Revue d’histoire de la protection sociale n° 16/2023
L’essor des migrations de masse à l’échelle européenne et transocéanique, d’une part, et le développement d’un arsenal de protection sociale à destination des populations vulnérables, d’autre part, sont apparus de façon globalement concomitante dans les dernières décennies du XIXe siècle. Dans un contexte marqué par l’accélération et l’expansion territoriale de l’industrialisation, par des formes nouvelles de mondialisation économique et par l’émergence et le renforcement d’États modernes fondés sur la définition du national et de l’étranger en matière de droits, les flux migratoires internationaux ont bouleversé les structures démographiques et les équilibres économiques à l’échelle mondiale. Ils se sont aussi accompagnés d’une (re-)définition des catégories juridiques et administratives de l’action sociale des États en matière de protection des individus contre les risques de l’existence. Questionner ensemble l’essor des migrations internationales et celui de l’État social permet donc d’éclairer un aspect encore relativement opaque de l’histoire économique, sociale et institutionnelle des sociétés contemporaines, en s’interrogeant sur le rôle des flux migratoires dans le développement du welfare state et, à l’inverse, sur le poids des politiques sociales mises en œuvre dans les stratégies migratoires déployées par les individus et les États, sur leurs modalités et leurs rythmes.

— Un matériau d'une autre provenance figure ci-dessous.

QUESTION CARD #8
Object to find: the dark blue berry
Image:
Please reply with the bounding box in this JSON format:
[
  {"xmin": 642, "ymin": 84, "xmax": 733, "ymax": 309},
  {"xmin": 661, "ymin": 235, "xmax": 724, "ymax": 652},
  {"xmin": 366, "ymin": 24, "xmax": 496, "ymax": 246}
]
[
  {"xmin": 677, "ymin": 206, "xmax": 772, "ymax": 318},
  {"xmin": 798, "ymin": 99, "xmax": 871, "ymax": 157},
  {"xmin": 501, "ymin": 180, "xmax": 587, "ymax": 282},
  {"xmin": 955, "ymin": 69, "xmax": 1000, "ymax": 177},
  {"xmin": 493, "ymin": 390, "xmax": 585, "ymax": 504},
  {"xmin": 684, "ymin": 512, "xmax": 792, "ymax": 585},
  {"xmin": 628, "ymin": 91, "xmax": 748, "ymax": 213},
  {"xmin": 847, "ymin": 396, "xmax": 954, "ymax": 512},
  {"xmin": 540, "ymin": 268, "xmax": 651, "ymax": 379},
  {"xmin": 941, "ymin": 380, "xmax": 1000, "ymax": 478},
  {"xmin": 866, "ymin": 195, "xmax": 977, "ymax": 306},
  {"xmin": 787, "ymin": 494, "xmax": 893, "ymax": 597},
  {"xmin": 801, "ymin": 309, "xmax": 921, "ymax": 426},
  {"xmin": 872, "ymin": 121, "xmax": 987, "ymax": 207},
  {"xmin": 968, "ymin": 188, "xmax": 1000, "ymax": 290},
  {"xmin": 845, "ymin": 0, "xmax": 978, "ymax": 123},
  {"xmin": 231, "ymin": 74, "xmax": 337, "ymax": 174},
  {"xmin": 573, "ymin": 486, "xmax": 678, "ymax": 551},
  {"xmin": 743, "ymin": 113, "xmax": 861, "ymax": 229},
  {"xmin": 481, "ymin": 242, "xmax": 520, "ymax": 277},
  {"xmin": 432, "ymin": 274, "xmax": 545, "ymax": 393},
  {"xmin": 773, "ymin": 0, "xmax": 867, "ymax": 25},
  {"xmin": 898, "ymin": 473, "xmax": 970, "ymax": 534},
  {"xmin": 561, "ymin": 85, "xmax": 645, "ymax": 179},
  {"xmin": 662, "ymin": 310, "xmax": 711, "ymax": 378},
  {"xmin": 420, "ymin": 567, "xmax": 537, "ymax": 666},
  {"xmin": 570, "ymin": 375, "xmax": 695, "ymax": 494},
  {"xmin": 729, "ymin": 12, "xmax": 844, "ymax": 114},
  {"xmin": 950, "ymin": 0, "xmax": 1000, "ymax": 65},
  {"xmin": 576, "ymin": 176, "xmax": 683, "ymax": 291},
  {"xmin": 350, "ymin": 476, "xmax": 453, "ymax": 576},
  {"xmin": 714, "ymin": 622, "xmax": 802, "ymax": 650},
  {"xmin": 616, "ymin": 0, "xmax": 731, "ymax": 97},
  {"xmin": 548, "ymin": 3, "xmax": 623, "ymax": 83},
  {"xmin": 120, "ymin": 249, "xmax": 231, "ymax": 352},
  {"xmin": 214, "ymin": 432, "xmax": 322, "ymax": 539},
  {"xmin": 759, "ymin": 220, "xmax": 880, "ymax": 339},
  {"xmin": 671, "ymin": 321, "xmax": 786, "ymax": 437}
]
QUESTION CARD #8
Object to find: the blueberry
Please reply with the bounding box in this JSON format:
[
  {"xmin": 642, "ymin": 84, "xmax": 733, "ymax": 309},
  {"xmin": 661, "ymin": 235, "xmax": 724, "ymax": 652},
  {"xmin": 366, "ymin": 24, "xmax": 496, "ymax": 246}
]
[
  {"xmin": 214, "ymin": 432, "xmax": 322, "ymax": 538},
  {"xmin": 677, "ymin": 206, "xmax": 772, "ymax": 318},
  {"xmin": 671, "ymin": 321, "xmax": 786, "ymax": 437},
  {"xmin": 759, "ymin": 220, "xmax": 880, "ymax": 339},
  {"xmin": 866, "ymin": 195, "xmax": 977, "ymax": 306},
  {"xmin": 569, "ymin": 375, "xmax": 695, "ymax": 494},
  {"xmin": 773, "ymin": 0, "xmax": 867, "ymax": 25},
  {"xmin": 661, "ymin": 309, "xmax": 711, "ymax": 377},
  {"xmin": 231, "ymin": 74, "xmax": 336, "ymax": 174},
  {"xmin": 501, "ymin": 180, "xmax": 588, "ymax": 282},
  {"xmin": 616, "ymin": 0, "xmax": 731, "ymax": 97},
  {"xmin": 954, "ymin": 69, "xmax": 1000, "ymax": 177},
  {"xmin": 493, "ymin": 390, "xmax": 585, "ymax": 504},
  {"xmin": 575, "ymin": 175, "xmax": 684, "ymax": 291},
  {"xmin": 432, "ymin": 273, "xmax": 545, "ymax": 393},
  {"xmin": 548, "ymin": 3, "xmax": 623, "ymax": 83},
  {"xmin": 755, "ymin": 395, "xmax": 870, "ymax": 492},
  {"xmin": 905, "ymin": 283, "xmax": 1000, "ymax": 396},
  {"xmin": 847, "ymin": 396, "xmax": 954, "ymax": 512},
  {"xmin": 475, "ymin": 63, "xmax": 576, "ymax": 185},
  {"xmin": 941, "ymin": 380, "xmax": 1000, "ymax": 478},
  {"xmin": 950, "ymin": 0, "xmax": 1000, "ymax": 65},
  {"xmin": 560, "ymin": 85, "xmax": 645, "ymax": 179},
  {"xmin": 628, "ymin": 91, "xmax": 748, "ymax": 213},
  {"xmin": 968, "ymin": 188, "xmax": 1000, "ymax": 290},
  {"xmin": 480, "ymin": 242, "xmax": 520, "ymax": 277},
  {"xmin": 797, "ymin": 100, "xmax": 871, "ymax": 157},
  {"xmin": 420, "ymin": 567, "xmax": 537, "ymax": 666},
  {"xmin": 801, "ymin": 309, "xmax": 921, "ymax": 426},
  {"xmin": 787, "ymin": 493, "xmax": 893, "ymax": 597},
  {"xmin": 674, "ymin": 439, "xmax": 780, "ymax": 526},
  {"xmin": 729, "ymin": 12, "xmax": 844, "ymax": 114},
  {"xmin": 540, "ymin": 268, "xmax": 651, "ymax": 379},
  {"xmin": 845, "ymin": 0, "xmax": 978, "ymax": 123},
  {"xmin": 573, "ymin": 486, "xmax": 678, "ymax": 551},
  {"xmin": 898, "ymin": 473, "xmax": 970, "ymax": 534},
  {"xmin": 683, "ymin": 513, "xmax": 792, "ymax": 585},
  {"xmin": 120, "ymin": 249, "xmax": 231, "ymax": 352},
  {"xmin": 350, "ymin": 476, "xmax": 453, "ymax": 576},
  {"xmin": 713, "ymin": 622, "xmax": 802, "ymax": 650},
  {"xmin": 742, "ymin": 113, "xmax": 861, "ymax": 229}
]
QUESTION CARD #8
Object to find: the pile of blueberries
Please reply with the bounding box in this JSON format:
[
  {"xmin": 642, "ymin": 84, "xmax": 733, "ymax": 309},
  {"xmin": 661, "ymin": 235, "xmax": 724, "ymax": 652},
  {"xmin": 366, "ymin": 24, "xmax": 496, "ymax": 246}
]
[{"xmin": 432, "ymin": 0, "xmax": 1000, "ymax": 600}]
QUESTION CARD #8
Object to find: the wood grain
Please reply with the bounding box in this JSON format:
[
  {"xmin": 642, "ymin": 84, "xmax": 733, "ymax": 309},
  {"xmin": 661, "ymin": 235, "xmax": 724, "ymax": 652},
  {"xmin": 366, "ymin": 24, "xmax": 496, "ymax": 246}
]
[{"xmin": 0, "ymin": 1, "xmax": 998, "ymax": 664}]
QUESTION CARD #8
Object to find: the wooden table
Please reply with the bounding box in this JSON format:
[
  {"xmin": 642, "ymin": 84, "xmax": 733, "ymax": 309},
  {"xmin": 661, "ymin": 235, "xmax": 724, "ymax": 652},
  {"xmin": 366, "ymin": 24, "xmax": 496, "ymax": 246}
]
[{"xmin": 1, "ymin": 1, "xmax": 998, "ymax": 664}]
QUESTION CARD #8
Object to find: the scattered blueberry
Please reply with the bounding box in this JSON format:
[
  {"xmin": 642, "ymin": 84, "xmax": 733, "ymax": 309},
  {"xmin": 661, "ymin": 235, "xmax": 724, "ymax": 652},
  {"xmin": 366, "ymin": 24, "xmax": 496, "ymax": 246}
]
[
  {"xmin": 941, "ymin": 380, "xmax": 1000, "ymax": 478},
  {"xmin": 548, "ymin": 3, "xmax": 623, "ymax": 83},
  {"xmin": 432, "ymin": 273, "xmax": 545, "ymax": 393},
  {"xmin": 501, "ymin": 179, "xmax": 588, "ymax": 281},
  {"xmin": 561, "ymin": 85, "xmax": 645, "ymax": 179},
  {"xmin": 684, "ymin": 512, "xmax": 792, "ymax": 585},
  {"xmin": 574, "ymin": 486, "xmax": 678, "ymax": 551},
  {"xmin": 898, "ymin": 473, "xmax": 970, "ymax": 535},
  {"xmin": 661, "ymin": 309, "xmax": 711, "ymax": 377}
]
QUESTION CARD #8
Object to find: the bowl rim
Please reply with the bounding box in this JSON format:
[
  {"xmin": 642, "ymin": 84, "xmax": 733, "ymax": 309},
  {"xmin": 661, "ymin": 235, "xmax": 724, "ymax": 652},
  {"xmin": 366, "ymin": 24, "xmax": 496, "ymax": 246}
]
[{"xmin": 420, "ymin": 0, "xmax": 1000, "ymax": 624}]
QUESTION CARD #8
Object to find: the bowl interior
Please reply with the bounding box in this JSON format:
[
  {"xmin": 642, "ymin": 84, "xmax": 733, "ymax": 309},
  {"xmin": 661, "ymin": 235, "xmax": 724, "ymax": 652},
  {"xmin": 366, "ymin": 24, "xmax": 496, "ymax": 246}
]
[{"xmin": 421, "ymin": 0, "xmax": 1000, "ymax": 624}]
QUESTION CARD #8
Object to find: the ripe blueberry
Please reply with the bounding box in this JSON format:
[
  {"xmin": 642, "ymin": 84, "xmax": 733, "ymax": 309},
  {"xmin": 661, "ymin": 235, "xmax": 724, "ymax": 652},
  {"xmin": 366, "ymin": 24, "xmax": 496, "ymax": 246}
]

C’est ce que propose cette livraison de la Revue d’histoire de la protection sociale à travers cinq articles issus de recherches récentes qui portent sur la France au sein du concert transnational. La première approche, avec les articles de Karim Fertikh et de Giacomo Canepa, cerne l’organisation et les mutations de l’administration confrontée à la dimension internationale en matière de droits et de protection sociale. Le second volet est consacré à la définition des populations diversement prises en charge par l’arsenal de protection sociale en construction : Claudine Marissal se penche sur les migrants belges dans le Nord de la France au tournant des XIXe et XXe siècles et Hugo Mulonnière s’intéresse aux modalités de l’élargissement du régime de protection sociale aux populations nord-africaines colonisées et sous protectorat entre les deux guerres. Enfin Federico Del Giudice met en regard deux États d’immigration majeurs, la France et l’Argentine, pour souligner combien les traditions juridiques respectives en matière de citoyenneté et d’accueil des migrants influent sur les processus d’élargissement des droits sociaux aux étrangers dans l’entre-deux-guerres. Ces articles sont complétés par un entretien d’Anne-Sophie Bruno avec Emmanuelle Eldar, actrice de la politique sociale européenne au début du XXIe siècle, et par la présentation et l’analyse de documents historiques sur le sujet.